Breyanzi, a CAR T cell therapy, is created from a patient’s own T cells. These cells are collected and genetically reengineered to become CAR T cells, which are then administered via infusion as a one-time treatment, according to the company statement.
The application is supported by data from the Phase 2 TRANSCEND FL study, which demonstrated a high overall response rate in adults with relapsed or refractory FL treated with Breyanzi.
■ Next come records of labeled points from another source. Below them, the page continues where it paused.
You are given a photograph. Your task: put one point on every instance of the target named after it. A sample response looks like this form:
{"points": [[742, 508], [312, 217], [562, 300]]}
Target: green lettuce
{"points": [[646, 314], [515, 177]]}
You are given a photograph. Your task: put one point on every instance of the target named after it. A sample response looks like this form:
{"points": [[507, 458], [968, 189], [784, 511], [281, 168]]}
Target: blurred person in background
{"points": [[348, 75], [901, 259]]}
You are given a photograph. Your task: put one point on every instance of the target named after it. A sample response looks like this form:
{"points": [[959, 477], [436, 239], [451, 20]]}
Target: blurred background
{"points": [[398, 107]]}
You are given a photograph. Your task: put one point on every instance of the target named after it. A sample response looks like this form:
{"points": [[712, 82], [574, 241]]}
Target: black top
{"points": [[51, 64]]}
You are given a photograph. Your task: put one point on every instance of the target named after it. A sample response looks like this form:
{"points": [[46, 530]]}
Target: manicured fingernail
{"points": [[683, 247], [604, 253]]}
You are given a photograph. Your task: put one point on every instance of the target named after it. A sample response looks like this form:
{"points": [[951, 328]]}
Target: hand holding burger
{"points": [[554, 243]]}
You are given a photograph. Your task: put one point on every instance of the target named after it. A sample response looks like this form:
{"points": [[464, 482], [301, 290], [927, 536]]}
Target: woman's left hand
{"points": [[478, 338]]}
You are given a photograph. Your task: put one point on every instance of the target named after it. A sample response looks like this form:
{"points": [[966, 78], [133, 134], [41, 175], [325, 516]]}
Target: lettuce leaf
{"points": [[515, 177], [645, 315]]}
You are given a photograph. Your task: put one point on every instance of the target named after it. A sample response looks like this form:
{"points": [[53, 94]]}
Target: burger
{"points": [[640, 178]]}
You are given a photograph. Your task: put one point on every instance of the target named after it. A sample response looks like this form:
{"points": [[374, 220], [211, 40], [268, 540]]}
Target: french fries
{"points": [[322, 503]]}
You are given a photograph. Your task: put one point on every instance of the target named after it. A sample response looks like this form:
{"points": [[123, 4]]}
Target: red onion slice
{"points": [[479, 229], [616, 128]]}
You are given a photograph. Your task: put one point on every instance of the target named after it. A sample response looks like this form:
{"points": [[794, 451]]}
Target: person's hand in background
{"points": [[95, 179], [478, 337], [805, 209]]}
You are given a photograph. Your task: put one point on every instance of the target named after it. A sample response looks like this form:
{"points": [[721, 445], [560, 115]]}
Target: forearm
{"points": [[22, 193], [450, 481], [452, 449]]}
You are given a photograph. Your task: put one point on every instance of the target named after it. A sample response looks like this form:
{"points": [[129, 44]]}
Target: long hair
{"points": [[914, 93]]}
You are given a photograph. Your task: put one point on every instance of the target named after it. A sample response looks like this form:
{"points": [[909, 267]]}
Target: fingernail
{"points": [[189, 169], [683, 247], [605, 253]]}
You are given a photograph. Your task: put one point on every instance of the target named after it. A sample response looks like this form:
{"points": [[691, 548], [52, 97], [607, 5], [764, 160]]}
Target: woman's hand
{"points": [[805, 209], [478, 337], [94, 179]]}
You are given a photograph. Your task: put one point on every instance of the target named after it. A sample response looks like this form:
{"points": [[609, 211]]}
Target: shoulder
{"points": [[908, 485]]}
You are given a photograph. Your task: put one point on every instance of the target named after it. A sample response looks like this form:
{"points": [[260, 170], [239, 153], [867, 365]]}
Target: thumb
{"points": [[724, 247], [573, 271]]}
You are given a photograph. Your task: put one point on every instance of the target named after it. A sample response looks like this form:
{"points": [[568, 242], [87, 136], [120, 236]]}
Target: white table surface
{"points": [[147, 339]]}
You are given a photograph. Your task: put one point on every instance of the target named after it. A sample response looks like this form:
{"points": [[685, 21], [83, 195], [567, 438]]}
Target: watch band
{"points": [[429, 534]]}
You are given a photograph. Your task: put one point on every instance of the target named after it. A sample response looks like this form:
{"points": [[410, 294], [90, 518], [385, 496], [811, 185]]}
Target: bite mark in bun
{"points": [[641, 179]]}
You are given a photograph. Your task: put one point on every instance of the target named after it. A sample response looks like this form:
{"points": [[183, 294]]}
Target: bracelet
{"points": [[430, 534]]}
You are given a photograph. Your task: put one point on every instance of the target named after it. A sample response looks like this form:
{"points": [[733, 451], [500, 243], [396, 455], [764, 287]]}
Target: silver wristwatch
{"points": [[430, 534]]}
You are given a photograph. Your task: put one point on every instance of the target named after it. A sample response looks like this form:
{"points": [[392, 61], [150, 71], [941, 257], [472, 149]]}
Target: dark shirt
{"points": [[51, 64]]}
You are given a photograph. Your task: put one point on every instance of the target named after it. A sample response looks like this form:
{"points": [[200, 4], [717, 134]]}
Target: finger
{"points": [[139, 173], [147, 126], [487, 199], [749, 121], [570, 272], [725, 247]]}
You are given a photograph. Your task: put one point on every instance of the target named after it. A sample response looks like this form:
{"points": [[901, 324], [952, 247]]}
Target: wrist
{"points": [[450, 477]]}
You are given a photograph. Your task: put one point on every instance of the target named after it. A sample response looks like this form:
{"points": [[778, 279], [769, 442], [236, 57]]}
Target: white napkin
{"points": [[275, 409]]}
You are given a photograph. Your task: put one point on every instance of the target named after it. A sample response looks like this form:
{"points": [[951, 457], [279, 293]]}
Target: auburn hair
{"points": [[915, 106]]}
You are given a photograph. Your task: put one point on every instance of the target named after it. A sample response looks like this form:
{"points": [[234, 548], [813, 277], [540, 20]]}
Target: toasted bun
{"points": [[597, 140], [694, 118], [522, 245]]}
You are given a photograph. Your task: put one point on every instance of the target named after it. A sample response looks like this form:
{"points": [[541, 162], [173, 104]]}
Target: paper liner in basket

Furthermore, Japan's Ministry of Health, Labour and Welfare has approved a supplemental New Drug Application for Breyanzi. This approval is for the treatment of relapsed or refractory FL after one prior line of systemic therapy in patients with high-risk FL and after two or more lines of systemic therapy. Breyanzi now holds the distinction of being the first CAR T therapy approved in the second-line setting globally and has achieved its third approval in Japan.
Currently, Bristol-Myers Squibb’s stock (BMY) is trading at $49.82, reflecting an increase of 0.89 percent on the New York Stock Exchange.